According to the ANP, there are currently six offshore platforms and three terrestrial pipelines in decommissioning phase. Three other fixed platforms currently in the Cação field, in the Campos Basin, had decommissioning applications approved by the agency.
There is no cost forecast for this decommissioning in Brazil, but a projection by the Wood Mackenzie consultancy for the Asia Pacific region is that $ 100 billion will be spent in that region over the next decade. Here the industry concern is that there is still no rule on how to deal with coral-sun and other issues involving the deactivation of fields and platforms.
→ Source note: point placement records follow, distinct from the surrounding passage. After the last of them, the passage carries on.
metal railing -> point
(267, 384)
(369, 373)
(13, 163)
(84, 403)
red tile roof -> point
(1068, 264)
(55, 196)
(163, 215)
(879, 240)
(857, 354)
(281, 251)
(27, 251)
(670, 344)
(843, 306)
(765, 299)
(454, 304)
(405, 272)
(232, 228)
Environmental officials want to prevent sun-coral, considered a bio-invasive species, from being lifted to the surface along with equipment that has been replaced or will be discarded. The goal is to prevent the removal of equipment to bring the intruder into the surface embedded in a platform or production lines installed 30 or 40 years ago.
“You cannot leave any environmental liabilities there, you have to clean up that area and there are rules for cleaning, the other possibility is to make an artificial reef, like it has been done in some places in the world. Aware to know if what was left behind can produce some damaging effect on the environment in the next years, “says Telmo Ghiorzi, director of the Brazilian Association of Petroleum Services Companies (Abespetro).
Some of the aging rigs that are expected to stop production in the next few years are installed in shallow water, where the sun-coral can develop, and others are in the Campos Basin, in deep waters, where it does not survive due to the low temperatures . “Between 2018 and 2022, companies will have to make a decision, either to decommission the areas to return or to extend the life of the facility,” explains Mafra of the ANP.
The company with more mature projects is Petrobras, the pioneer of exploration and production in Brazil, but Shell also operates areas that are becoming mature, such as the Bijupira-Salema field. Another that has a field acquired in the so-called Round Zero in 1999 is Chevron, operator of the Frade field.
The ANP is currently analyzing the processes for returning 41 fields, of which 15 are offshore and 26 are onshore. According to the agency, it is not yet possible to determine how many facilities in each of these fields will be withdrawn. The expectation of new investments in the Campos Basin, which has already produced about 12 billion barrels of oil, occurs at a time of aging of the equipment installed in the 70’s and 80’s.
The volume already produced equals two-thirds of proven reserves in the Campos Basin. The commitment of the director general of the agency, Décio Oddone is that with the permanent offer of areas (already offered in auction), and modernization will be possible to extend the useful life of the fields. On average, 24% of the oil accumulated in the reservoirs was extracted, in Norway the fraction recovered varies from 38% to 67%.
According to Oddone’s calculations, every 1% increase in the recovery factor of the Campos Basin will require investments of R $ 16 billion that will generate R $ 11 billion in royalties. “We are going to accelerate the resumption of activity in Campos. The first step should be to include blocks in this basin in the permanent round,” says Oddone.